Wear Your Sturdiest Sports Bras All Day

A supportive, non-underwire bra, like a sports bra, might be your best friend during your period. 

"Close-fitting sports bras are helpful in keeping the breasts close to the body, which keeps their movement at bay and thus decreases the pain associated with unrestricted movement," explained Dr. Gaither.

Even a soft non-underwire bra can help.

"If the breast ligaments are stretched due to increased breast size, a soft bra relieves that strain on the ligaments," added Dr. Hall.

Cut Out Salt

Snacks like potato chips are what you probably crave most during your period. But you might want to stay away from them.
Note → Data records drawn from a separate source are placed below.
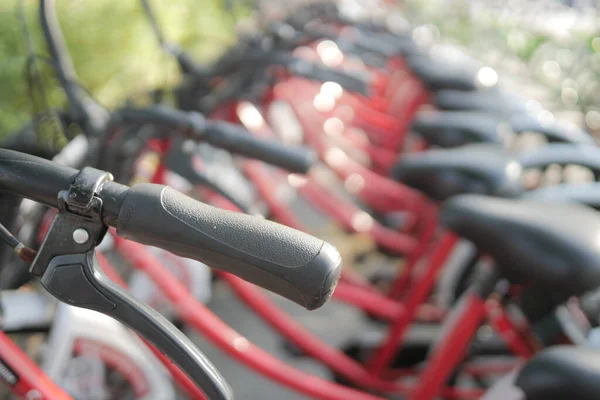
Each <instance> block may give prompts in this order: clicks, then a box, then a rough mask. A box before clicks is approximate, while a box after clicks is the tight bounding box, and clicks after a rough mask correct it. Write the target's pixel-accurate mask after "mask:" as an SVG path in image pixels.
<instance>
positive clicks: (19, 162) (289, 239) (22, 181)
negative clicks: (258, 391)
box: [0, 149, 341, 310]
mask: <svg viewBox="0 0 600 400" xmlns="http://www.w3.org/2000/svg"><path fill="white" fill-rule="evenodd" d="M77 173H78V170H76V169H74V168H70V167H66V166H62V165H59V164H56V163H53V162H51V161H48V160H44V159H41V158H38V157H34V156H30V155H27V154H23V153H18V152H14V151H11V150H4V149H0V190H2V191H9V192H11V193H13V194H16V195H18V196H21V197H26V198H29V199H32V200H35V201H38V202H40V203H43V204H45V205H47V206H51V207H57V205H58V200H57V196H58V193H59V192H60V191H62V190H65V189H68V188H69V186H70V185H71V183H72V182H73V180H74V178H75V176H76V175H77ZM98 196H99V197H100V199H101V200H102V202H103V208H102V218H103V221H104V223H105V224H106V225H109V226H114V227H116V228H117V234H118V235H119V236H122V237H124V238H128V239H132V240H135V241H137V242H140V243H143V244H147V245H151V246H157V247H160V248H163V249H165V250H167V251H170V252H172V253H175V254H178V255H180V256H183V257H188V258H193V259H195V260H198V261H201V262H204V263H206V264H208V265H210V266H212V267H214V268H218V269H222V270H224V271H227V272H230V273H232V274H234V275H237V276H240V277H241V278H243V279H245V280H248V281H249V282H252V283H254V284H256V285H258V286H261V287H263V288H265V289H268V290H271V291H273V292H275V293H277V294H279V295H281V296H283V297H286V298H287V299H289V300H291V301H293V302H295V303H297V304H299V305H301V306H303V307H305V308H307V309H309V310H312V309H315V308H318V307H320V306H322V305H323V304H324V303H325V302H326V301H327V300H328V299H329V298H330V297H331V294H332V293H333V290H334V289H335V286H336V284H337V281H338V279H339V276H340V273H341V265H340V262H341V259H340V255H339V253H338V252H337V250H336V249H335V247H333V246H332V245H330V244H328V243H326V242H324V241H322V240H320V239H317V238H315V237H313V236H310V235H307V234H305V233H302V232H300V231H297V230H295V229H292V228H288V227H286V226H283V225H279V224H276V223H273V222H270V221H266V220H263V219H261V218H258V217H251V216H248V215H244V214H240V213H234V212H230V211H225V210H221V209H218V208H215V207H211V206H208V205H206V204H203V203H201V202H198V201H196V200H193V199H191V198H189V197H187V196H185V195H183V194H181V193H179V192H177V191H175V190H174V189H171V188H168V187H166V186H163V185H155V184H138V185H134V186H133V187H131V188H130V187H128V186H125V185H121V184H119V183H116V182H106V183H105V184H104V185H103V187H102V189H101V191H100V193H99V194H98Z"/></svg>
A study published in 2017 in Agri found high salt consumption is linked to increased breast pain. Dr. Hall explained that salt increases fluid retention, leaving your breasts feeling heavy.

Instead, try to eat a diet with protein, fiber, and minerals to decrease symptoms, offered Dr. Gaither.

Try a Natural Remedy

Over-the-counter (OTC) nonsteroidal anti-inflammatory medications (NSAIDs), like ibuprofen, can help reduce breast achiness. But if you don't like taking pills, there are other options.

"Dandelion root has also been noted to be a help with breast pain. It's a natural diuretic and contains potassium to assist in ridding extra bodily fluid," said Dr. Gaither.

Brew dried dandelion in tea, or take it as an herbal supplement. Don't rely too much on diuretics, though. According to one study published in 2019 in Nutrients, diuretics can lead to dehydration, which will cause more discomfort.

Another option is primrose oil, which "contains gamolenic acid, which has anti-inflammatory properties," according to Dr. Gaither. You can take an extract orally or rub it directly onto your breasts.

As with any supplement, check with your healthcare provider first to ensure it's safe.

When To Be Concerned

If your breasts are hurting beyond your period, there may be an underlying cause. According to the National Library of Medicine, breast soreness or tenderness can be due to the following:

  • Injuries
  • Certain medications, like birth control
  • Surgeries
  • Physical changes
  • Infections
  • Other breast-related issues, like cysts

It is also possible to experience extramammary mastalgia, pain from another body part. For example, some people may mistake gallbladder pain for breast pain.

If you're experiencing continuous breast pain, your healthcare provider may do an evaluation. An evaluation might include a breast ultrasound, biopsy, or mammogram to rule out any severe conditions.

A Quick Review

Breast soreness is one of the most common symptoms of PMS, so don't worry if you notice your breasts changing in the days leading up to your period. 

Try some at-home remedies to ease breast soreness—including working out, wearing a supportive bra, or cutting out salt from your diet, among other treatments. 

And if you're breast pain extends beyond your period, you may want to consult your healthcare provider to rule out any other underlying conditions.